IMAGE: CNS photo/Paul Haring
By
VATICAN
CITY (CNS) — Pope Francis has accepted the resignation of Cardinal Donald W.
Wuerl as archbishop of Washington but did not name a successor.
When
the pope’s decision was announced Oct. 12, the Archdiocese of Washington
released a letter from Pope Francis to the cardinal, making clear his support
for Cardinal Wuerl’s ministry and leadership, but also praising the cardinal
for putting the good of the church first.
“You
have sufficient elements to ‘justify’ your actions and distinguish between what
it means to cover up crimes or not to deal with problems, and to commit some mistakes,”
the pope wrote. “However, your nobility has led you not to choose this way
of defense. Of this, I am proud and thank you.”
Cardinal
Wuerl had been facing pressure to resign after an Aug. 14 grand jury report
detailing sexual abuse claims in six Pennsylvania dioceses painted a mixed
picture of how he handled some of the cases when he was bishop in Pittsburgh
from 1988 until 2006.
The
77-year-old cardinal, the sixth archbishop of Washington, had submitted his
resignation, as is mandatory, to the pope when he turned 75, but it had not
been accepted.
In
early September, Cardinal Wuerl told priests of the archdiocese that he would meet
with Pope Francis and ask him to accept his resignation “so that this
archdiocesan church we all love can move forward” and can experience
“a new beginning.”
The
Vatican announcement that the pope accepted his resignation came more than two
months after the announcement that Pope Francis accepted the resignation of retired
Washington Archbishop Theodore E. McCarrick from the College of Cardinals.
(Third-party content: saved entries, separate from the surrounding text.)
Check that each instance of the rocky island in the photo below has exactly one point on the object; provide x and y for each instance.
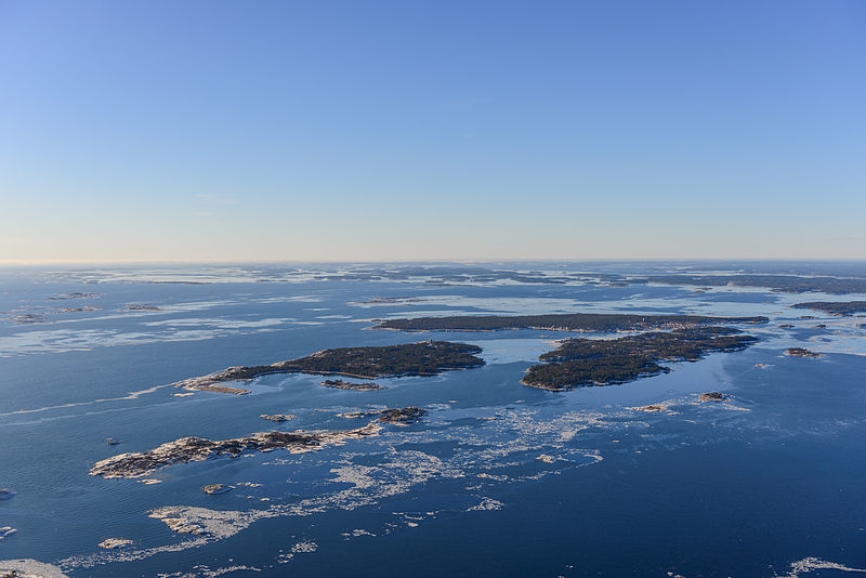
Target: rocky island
(426, 358)
(351, 385)
(195, 449)
(600, 322)
(397, 416)
(802, 352)
(840, 308)
(592, 362)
Archbishop McCarrick faces credible allegations of sexual abuse, including two
that involved minors; Pope Francis ordered him to maintain “a life of
prayer and penance” while awaiting a trial or other canonical process on
the charges.
Cardinal
Wuerl has said until the Archdiocese of New York began investigating the claims
that Archbishop McCarrick abused a minor, he was never informed of such
accusations or even the rumors of Archbishop McCarrick’s sexual harassment of
seminarians.
In
a letter Aug. 30 to the priests of the archdiocese, Cardinal Wuerl apologized
for not being as close to his priests as he could or should have been in the
wake of all the abuse-related scandals.
Cardinal
Wuerl asked the priests “for prayers for me, for forgiveness for my errors
in judgment, for my inadequacies and also for your acceptance of my contrition
for any suffering I have caused, as well as the grace to find, with you, ways
of healing, ways of offering fruitful guidance in this darkness.”
“Would
you please,” he told the priests, “let the faithful you serve know of
my love, my commitment to do whatever is necessary to right what is wrong and
my sincere solidarity with you and them.”